With a P-value of 0.0001, there certainly is an association.
The above is the way contingency tables are usually laid out, but is not the most convenient for graphs (and, as we see later, for log-linear modelling):
Now we can draw a graph to see what kind of association there is:
ggplot(eyewear1, aes(x = gender, y = count, fill = eyewear)) +geom_col(position ="fill")
Females are more likely to wear contacts and less likely to wear glasses than males.
A word about the graph: this is a bar chart, but one with two properties:
the frequencies are not counted from the data, but given in a variable, so we use geom_col rather than geom_bar. In geom_col, the y aesthetic contains the frequencies.
the bars of the bar chart are stacked, but also scaled to have unit height (by dividing by the totals for that bar). The \(y\)-axis label count is thus a misnomer; they are proportions rather than counts.
In a contingency table, one of the variables is often logically an outcome, eyewear here. Putting the logical explanatory variable as x and the logical outcome as fill enables us to compare the size of the coloured rectangles for each value of the variable on the \(x\)-axis (which is the appropriate way to do it).1
Log-linear models
For two categorical variables, a chi-squared test followed by a graph (if the result is significant, to understand the association) is a straightforward way to go.
But what if we have more than two categorical variables? The picture can be more nuanced, in that there can be associations between only some of the categorical variables, and we now want to do two things: first, find out which categorical variables are associated, and second, for those that are, understand those associations.

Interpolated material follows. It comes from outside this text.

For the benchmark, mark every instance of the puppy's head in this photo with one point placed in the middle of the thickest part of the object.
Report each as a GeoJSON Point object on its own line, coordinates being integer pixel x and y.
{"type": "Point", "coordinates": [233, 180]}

The second thing can be done by drawing a graph like the one above, but the first needs a new modelling procedure: a log-linear model. This models the frequencies as having a Poisson distribution, with the log of the frequency having a linear relationship with effects for each categorical variable and possibly their interactions. A log-linear model is a generalized linear model with Poisson family (using the default log link).
One point that can be tricky to understand is that one or more of the categorical variables can be logically a response (like eyewear above), but as far as the modelling is concerned, all categorical variables are explanatory, with the frequency variable being the response.
The starting point is to fit a model including all interactions between (model) explanatory variables, with the frequency variable as (model) response. Let’s illustrate with the eyewear data, using the “long” layout (which is needed for log-linear modelling):
The next step is to see what can be removed from this model, which is most easily done with drop1:2
drop1(eyewear1.1, test ="Chisq")
The interaction between gender and eyewear is significant, and the P-value is close to the one from the chi-squared test. In this model, this indicates a significant association between the categorical variables whose interaction is significant (in other words, the same conclusion as for the chi-squared test, with almost the same P-value).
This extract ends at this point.